Staff notes that it is in a respondent’s best interest to respond, and not default, to a
petition for dissolution to ensure that both parties are able to present information to the
court prior to the division of assets. When a respondent defaults, the court only reviews
information that the petitioner has provided. Judicial Council has created a number of
forms to assist a petitioner who is asking the court to divide property. For example, the
“Request to Enter Default” form (FL-165) should be accompanied by a “Property
Declaration” form (FL-160) and a “Proposed Judgment” form (FL-180) to help the court
make the division of property. Further, under existing law (and this bill) if a petitioner
lies about not knowing where the respondent is in order to get permission to serve by
posting or publication, the entire judgment could subsequently be set aside due to
fraud.
3. Privacy
Existing law requires that preliminary financial disclosures be served on a spouse
concurrently or within 60 days service of the petition for dissolution of marriage. This
bill would eliminate this requirement for an individual who is unable to locate his or
her spouse and has, with the court’s approval, served the petition by publication. In the
event that a spouse does respond to the publication, this bill would require the
petitioner to serve the respondent with the preliminary financial disclosures within 30
days.
The Executive Committee of the Family Law Section of the State Bar (FLEXCOM), the
sponsor of this bill, explains that, “in the vast majority of cases where service was
accomplished by publication or posting, respondents default in the case, meaning they
never appear or participate in the case.” Thus, preparing the financial disclosures is
arguably unnecessary expenditure of time and resources because a defaulting
respondent will never see the disclosures and the court does not evaluate them to
determine the disposition of the case.
In addition, because existing law is silent regarding how or where the disclosures must
be served, counties have developed different practices to address this issue. For
example, Santa Clara County employs a local rule which allows a petitioner, in the case
of publication, to file his or her preliminary financial disclosures with the Superior
SB 340 (Anderson)
Page 5 of 5
Court. (Super. Ct. Santa Clara County, Local Family Rules, Rule. 1(J)(3).) However, the
instructions on the Judicial Council form created for serving the petition by publication
or posting indicate that any documents posted must be mailed to the last known
address. (See Code Civ. Proc. Sec 415.50; Judicial Council Form FL-982 found at <
http://www.courts.ca.gov/documents/fl982.pdf.> [as of April 29, 2015].) Because
these disclosures contain personal financial information (e.g., tax returns, and
bank/credit card account numbers and balances) mailing to a respondent’s last known
address creates the possibility a third party may come into possession of the petitioner’s
sensitive information.
As noted above, this bill would address that issue by instead providing that preliminary
disclosures in cases where the petitioner provided service by publication or posting
need not be completed unless the respondent actually responds to the petition.
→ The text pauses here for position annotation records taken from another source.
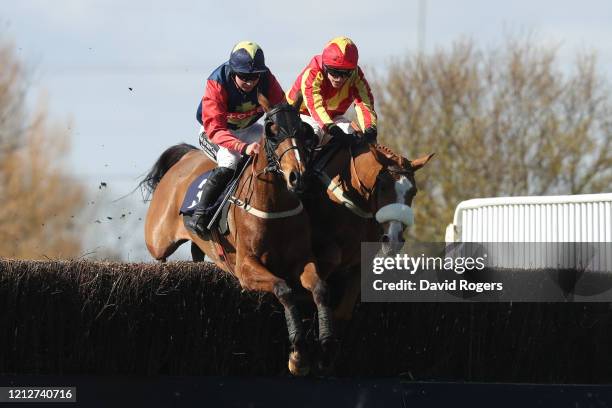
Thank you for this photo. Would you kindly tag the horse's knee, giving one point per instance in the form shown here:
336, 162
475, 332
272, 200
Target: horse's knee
283, 292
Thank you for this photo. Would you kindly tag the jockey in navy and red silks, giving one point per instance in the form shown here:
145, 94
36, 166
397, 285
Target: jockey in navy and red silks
228, 114
226, 107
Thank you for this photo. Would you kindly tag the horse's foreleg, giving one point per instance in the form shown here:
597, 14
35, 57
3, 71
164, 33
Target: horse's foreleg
344, 310
321, 296
254, 276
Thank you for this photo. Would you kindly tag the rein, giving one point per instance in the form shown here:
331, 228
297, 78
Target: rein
273, 166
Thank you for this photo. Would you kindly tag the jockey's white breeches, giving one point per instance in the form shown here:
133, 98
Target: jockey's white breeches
342, 122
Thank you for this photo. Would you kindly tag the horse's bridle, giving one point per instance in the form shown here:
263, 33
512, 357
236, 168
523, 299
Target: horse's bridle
288, 128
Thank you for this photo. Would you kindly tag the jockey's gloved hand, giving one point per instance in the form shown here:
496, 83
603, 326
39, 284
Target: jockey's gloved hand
338, 135
370, 134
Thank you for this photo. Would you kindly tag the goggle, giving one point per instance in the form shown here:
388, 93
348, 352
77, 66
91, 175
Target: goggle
339, 73
248, 77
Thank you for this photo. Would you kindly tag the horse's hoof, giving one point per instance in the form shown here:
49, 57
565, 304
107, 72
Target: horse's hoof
298, 366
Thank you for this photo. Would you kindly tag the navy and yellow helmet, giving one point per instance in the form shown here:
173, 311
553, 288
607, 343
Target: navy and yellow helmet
247, 58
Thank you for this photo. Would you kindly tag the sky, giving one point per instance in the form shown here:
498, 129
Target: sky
85, 55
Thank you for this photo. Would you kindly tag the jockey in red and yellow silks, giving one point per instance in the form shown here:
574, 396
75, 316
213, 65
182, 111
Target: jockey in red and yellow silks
330, 84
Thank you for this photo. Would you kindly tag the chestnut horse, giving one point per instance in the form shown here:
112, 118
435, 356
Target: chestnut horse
268, 247
366, 196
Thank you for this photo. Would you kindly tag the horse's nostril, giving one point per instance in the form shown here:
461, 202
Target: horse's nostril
294, 177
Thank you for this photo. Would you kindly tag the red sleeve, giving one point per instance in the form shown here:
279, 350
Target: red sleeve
214, 117
275, 91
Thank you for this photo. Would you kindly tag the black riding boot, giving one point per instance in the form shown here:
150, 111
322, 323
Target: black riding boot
215, 184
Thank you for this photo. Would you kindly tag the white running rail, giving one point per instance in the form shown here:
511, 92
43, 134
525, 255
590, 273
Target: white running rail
572, 218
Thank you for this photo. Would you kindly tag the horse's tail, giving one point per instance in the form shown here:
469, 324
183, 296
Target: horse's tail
167, 159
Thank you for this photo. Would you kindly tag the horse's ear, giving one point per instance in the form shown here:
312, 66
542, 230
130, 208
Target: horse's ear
297, 104
263, 101
421, 161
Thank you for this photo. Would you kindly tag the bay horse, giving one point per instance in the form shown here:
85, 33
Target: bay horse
365, 194
268, 247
Accordingly, this bill seeks to save these petitioners the time and expense of preparing
preliminary disclosures and protect against the possibility that sensitive financial
information will fall into the hands of third parties.
Support: None Known
Opposition: None Known
HISTORY
Source: Executive Committee of the Family Law Section of the State Bar (FLEXCOM)
Related Pending Legislation: None Known
Prior Legislation:
AB 1406 (Committee on Judiciary, Chapter 107, Statutes of 2012) set a 60 day time limit
for the preliminary declaration of disclosure, as specified, and required the preliminary
declaration of disclosure of assets to include all tax returns filed by the declarant within
the two years prior to the date that the party served the declaration.
AB 939 (Committee on Judiciary, Chapter 352, Statutes of 2010) made various changes
to family law proceedings thereby implementing a number of the legislative
recommendations issued by the Elkins Family Law Task Force.